Music Reviews
SOUND & FURY

Sturgill Simpson SOUND & FURY

(Elektra) Buy it from Insound Rating - 7/10

When you think of Sturgill Simpson, you tend to think of the outlaws of country like Merle Haggard or Waylon Jennings. You may think of when he boycotted the CMAs, playing his acoustic guitar and busking outside of the arena. I think of his rambunctious and electric SNL performance where his band tore up the stage and destroyed their instruments. So, in a twisted way, Simpson’s new record, SOUND & FURY, makes sense. Ever since his 2014 breakthrough Metamodern Sounds in Country Music, we should have seen some sort of hard left turn coming, one that would defy expectations and cement Sturgill as one of the most fascinating artists working. It’s an added bonus that the record is great, a beautifully tense record from a disillusioned alt-country star.

SOUND & FURY is a record born from rage. Musically and thematically, Simpson’s fourth record sounds and feels angry—from the fractured nation he lives in to the phoniness of the music industry he has to deal with. In terms of production and instrumentation, the album represents this angst perfectly. It has more in common with the blues-rock of ZZ Top than outlaw country, with grimy clavinets and textured percussion lining the walls of each song. Piercing analog synths blare through Remember to Breathe, where a laid back groove rumbles with confidence. Ronin, which focuses on looping and hazy guitar work, introduces the album perfectly by laying all the cards on the table. That chaos and anger is exemplified best on A Good Look, which was co-written by John Prine. Sturgill pulls together an odd collision of instruments here, from the soaring guitars of the intro to the rattling drums and warbling electric pianos of the verse—all of which add to a giant, head-scratching tune.

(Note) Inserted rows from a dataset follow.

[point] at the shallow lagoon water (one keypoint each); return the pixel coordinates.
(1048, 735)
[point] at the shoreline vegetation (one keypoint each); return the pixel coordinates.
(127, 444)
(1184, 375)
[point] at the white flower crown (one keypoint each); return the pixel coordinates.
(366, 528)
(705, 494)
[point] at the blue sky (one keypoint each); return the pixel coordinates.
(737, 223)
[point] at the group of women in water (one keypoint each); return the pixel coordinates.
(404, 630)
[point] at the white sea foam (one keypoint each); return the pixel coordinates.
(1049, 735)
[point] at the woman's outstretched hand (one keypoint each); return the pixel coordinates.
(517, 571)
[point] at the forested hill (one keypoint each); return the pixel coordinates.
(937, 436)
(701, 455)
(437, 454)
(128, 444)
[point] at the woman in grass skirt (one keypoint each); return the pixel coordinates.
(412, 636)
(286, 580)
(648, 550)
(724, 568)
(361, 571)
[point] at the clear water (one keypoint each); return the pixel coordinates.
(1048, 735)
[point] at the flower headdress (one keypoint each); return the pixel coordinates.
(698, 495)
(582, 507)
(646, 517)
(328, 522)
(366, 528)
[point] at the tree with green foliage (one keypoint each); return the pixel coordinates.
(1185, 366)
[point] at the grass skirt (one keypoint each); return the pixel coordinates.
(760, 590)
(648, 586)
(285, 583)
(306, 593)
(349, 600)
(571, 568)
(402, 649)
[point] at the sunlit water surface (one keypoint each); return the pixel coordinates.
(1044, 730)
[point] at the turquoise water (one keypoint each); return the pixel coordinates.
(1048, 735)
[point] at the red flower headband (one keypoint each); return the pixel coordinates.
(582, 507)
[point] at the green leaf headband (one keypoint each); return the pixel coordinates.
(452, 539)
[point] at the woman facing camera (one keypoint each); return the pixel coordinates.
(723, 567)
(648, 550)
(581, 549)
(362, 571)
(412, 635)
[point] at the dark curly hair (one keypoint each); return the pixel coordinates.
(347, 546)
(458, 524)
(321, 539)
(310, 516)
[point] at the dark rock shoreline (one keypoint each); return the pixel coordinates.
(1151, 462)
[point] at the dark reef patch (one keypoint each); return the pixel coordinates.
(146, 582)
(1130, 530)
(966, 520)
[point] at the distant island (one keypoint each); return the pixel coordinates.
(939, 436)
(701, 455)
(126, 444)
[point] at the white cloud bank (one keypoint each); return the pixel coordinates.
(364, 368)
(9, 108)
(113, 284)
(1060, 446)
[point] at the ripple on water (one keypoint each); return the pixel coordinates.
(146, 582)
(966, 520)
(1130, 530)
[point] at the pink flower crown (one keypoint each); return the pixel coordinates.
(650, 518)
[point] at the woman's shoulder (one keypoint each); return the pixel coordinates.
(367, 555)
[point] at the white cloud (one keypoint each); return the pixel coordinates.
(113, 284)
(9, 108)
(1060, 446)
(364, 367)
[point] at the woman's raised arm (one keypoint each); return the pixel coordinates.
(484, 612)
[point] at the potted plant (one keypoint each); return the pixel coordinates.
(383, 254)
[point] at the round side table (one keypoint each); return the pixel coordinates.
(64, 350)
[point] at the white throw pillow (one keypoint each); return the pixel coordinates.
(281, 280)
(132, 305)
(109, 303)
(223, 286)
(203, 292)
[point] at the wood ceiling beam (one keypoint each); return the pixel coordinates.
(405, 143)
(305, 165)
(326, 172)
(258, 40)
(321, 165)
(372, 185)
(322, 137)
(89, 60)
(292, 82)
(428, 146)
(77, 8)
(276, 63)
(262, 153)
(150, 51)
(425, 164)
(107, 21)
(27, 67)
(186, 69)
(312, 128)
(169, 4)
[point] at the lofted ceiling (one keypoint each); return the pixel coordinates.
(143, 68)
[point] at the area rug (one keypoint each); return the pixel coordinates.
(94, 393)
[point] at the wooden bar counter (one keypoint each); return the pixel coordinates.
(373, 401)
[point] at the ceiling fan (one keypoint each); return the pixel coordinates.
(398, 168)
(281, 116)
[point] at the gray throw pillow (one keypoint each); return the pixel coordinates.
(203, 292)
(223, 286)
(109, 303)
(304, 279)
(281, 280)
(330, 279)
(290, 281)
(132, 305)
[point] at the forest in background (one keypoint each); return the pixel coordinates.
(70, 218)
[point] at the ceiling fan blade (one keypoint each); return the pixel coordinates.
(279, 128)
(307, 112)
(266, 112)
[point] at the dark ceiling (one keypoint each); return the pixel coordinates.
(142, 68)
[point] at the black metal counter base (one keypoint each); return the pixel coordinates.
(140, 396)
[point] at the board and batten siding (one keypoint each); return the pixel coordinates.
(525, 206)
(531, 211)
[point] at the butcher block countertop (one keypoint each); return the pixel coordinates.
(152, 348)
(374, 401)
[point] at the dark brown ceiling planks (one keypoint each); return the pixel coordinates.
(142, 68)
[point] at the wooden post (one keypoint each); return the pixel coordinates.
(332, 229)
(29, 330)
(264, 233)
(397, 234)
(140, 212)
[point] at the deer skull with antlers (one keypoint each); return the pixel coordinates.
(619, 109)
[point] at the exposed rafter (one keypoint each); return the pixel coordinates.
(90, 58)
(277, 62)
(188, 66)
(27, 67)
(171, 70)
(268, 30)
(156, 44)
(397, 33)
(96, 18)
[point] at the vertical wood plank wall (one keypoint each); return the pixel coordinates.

The production is consistently turned into a complete wall of sound, with guitars, keys, and bass turning into a swirl of mayhem. As much as that’s intentional, it doesn’t always stick the landing, with Simpson’s powerhouse of a voice getting the short end of the stick in the mix.

The tightest tunes here tend to be the mid-tempo ones, or the ones with the cleanest production. The aforementioned Remember to Breathe has a solid pace that makes it one of the most listenable songs, while Sing Along is by far the catchiest, even with that clipping guitar tone. I keep finding myself coming back to the two calmest songs here. Mercury in Retrograde leans hard towards 80s synthpop, almost calling to mind the huge synths of A Flock of Seagulls’ Space Age Love Song. While Sturgill lashes out against music publicists and journalists in the lyrics, there’s a calm psychedelia to the choruses. The most surprising moment here is Make Art Not Friends, where Simpson seems genuinely exhausted. The song starts with rising action: a cascading synth, tense drum grooves, and light guitar licks, but it breaks down into the slowest track on the record. By the time Sturgill starts singing about “bloodshot eyes and a heart of stone,” you can hear the anger melting into weariness, leaving us with the most cutting moment on the record. It’s a moment of honesty on an album built around outlaw machismo, a moment that lets you in just enough so you can stay connected.